日本加工食品卸協会でインボイス制度対応の専門部会を立ち上げ

【Q】日本加工食品卸協会(日食協)について教えてください。

一般社団法人日本加工食品卸協会
専務理事 時岡肯平氏

日本加工食品卸協会 専務理事 時岡 肯平 氏(以下、時岡氏):当協会は、加工食品卸売業が加盟する業界団体です。前身である1927(昭和2)年に設立された「社団法人日本缶詰協会」(現在の「日本缶詰びん詰レトルト食品協会」)から分離し、「日本加工食品卸協会」として1977(昭和52)年に誕生しました。加工食品卸売業の唯一の業界団体であり、日本全国の94社が正会員として加盟しています。

先行きの見えないコロナ禍による観光・外食への影響や食料原料価格の高騰や物流費の上昇など、フード業界をとりまく状況は深刻で、メーカーと小売をつなぐ我々卸売業の役割は重要です。加工食品流通サプライチェーンの中間に位置する立場から、様々な活動や情報発信を行っており、「インボイス制度」に向けた対応もそのひとつです。

2020年6月にインボイス制度対応の専門部会を立ち上げて対応検討を進めており、「インボイス制度対応︲企業間取引の手引き(第2版)」を協会サイト上に公開しています。また、この手引書をもとに会員企業向けの説明会を実施したり、小売事業団体やメーカー団体等にも当協会の指針をお伝えし、相互認識共有をはかってきました。

【Q】インボイス制度対応の基本的な指針をお聞かせください。

一般社団法人日本加工食品卸協会 参与
インボイス制度対応専門部会 座長
大久保 敏男 氏

インボイス制度対応専門部会 座長 日本加工食品卸協会 参与 大久保 敏男 氏(以下、大久保参与):前提として、インボイス制度対応による運用の変更やシステム改修は経理処理を中心とし、「受発注・物流など、日次業務の運用への影響を極力及ぼさない対応とする」ことを推奨しています。

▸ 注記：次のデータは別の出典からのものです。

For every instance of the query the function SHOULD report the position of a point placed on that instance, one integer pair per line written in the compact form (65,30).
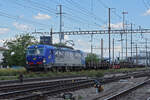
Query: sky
(25,16)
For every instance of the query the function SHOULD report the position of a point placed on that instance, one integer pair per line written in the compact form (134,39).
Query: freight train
(48,57)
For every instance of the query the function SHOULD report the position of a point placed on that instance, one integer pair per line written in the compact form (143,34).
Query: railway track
(113,94)
(38,79)
(122,93)
(43,89)
(46,90)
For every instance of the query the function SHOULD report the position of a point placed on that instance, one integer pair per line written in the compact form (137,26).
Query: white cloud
(42,16)
(147,13)
(113,26)
(22,27)
(4,30)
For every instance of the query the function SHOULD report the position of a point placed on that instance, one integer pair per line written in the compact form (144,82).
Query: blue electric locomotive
(50,57)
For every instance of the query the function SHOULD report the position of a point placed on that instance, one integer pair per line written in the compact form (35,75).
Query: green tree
(92,57)
(16,53)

具体的な指針としまして、卸とメーカー、小売との取引におけるインボイスは「請求書および支払通知書」としています。請求書や支払通知書に、品代明細の証票として納品伝票等をあわせてインボイスとするのはかまいませんが、納品伝票単体をインボイスとすると、運用上大きな負担がかかります。

三菱食品株式会社
経理グループ主計ユニット 担当部長
インボイス制度対応専門部会副座長
磯谷成男氏

インボイス制度対応専門部会 副座長 三菱食品株式会社 経理グループ主計ユニット担当部長 磯谷成男氏(以下、磯谷部長):卸売業は日々膨大なアイテム数を継続して多頻度で扱いますので、個々の納品伝票すべてにインボイス要件を記載するのは実務にもそぐわない上、大がかりなシステム改修が必要です。

日食協では、卸と取引先間のインボイス(請求書および支払通知書)を取引内容によって交付単位として分類し、それぞれの交付パターンを整理しています。それぞれの取引状況と照らし合わせて参考にしていただければと思います。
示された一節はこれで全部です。